D. J. O’Donoghue, Poets of Ireland (odges Figgis 1912) - cites Ode to Lord Palmerston, London, 1856, 16mo; An Ode to Louis Napoleon Bonaparte, London, 1857, folio sheet; An Elegy on the Death of Robbspierre, with life, etc., London, 1857, 16mo; A Dissertation and Elegy on the Life and Death of the Immortal Maximilian Robespierre, etc., London, 1859, 12mo; A Vision of Hell, or a Peep into the Realms Below, alias Lord Overgrown’s Dream, etc., a poem (chap-book), London, 1859, 8vo. - and remarks: ‘Author of one or two other political works, and a celebrated Chartist. Was, in fact, the “brains” of that movement. He was a native of Granard, Co. Longford, was born in 1805, was educated at Edgeworths-town School, graduated B.A. T.C.D., 1829, entered Gray’s Inn as a student, and died in poverty December 23, 1864.’
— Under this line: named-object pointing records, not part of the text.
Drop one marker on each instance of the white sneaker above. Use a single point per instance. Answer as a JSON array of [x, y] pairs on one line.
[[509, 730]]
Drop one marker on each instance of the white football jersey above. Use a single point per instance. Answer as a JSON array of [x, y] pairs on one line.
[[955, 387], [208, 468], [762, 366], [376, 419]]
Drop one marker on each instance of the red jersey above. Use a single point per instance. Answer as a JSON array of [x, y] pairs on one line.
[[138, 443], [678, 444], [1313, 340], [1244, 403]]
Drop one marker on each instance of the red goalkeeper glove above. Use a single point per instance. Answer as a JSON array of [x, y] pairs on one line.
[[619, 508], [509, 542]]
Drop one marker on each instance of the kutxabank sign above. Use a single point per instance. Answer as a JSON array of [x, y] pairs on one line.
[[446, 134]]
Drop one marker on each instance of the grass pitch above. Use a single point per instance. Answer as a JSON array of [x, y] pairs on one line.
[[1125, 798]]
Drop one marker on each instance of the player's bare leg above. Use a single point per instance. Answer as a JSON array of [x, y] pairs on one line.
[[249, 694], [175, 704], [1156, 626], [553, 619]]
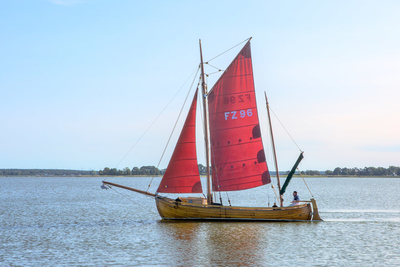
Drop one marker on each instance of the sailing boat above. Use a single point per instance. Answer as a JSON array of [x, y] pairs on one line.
[[234, 153]]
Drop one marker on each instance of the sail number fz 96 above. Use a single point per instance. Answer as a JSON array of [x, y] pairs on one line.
[[237, 99], [233, 115]]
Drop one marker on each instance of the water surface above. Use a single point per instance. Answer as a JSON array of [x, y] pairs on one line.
[[47, 221]]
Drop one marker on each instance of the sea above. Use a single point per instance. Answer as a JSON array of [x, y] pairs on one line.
[[71, 221]]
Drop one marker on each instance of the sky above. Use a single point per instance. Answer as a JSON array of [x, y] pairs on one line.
[[81, 81]]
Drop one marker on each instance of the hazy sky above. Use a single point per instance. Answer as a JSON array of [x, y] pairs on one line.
[[81, 81]]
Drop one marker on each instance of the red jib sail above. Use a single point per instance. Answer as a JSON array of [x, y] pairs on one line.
[[182, 174], [237, 153]]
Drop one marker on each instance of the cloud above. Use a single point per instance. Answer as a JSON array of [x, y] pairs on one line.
[[66, 2], [382, 148]]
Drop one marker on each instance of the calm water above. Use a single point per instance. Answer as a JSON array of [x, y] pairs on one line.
[[71, 221]]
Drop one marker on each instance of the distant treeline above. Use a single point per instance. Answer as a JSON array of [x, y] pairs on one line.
[[154, 171], [366, 171], [144, 170], [44, 172]]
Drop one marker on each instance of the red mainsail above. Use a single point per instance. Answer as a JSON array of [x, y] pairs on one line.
[[182, 174], [237, 153]]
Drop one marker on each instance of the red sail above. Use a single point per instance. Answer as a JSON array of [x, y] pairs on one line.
[[237, 153], [182, 174]]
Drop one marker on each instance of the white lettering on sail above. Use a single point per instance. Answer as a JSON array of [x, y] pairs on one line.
[[232, 115]]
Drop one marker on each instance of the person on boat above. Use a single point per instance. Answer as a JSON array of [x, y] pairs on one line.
[[296, 199]]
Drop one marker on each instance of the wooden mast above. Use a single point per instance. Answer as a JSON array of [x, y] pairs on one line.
[[273, 147], [206, 127]]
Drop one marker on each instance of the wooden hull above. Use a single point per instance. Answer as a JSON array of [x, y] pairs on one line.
[[171, 210]]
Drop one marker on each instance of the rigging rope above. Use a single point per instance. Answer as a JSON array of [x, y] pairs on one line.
[[173, 129], [158, 116], [285, 129], [305, 183], [228, 50]]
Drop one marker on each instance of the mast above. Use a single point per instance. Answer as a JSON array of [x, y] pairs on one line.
[[273, 147], [206, 127]]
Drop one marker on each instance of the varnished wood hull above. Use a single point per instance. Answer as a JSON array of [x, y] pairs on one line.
[[171, 210]]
Desmond Fennell, ‘Irish Socialist Thought’, in The Irish Mind, ed. Richard Kearney (1985), b. Granard, Co. Longford; ed. TCD, worked under William Thompson in co-operative movement; chief intellectual of Chartism, nicknamed ‘the schoolmaster’ by Feargus O’Connor; admired figures of French socialism, Babeuf, Blanqui, and Saint-Simon; writings in periodicals; first to use term social democrat in English; fnd. National Reform League, early 1850s, formulating evolution socialist programme. (Fennell, p.194.)

 

Notes
Portrait, Bronterre O’Brien (seated) and Fergus O’Connor in 1939), Irish Labour History Museum, engraving; printed in History Ireland (summer 1994), p.27.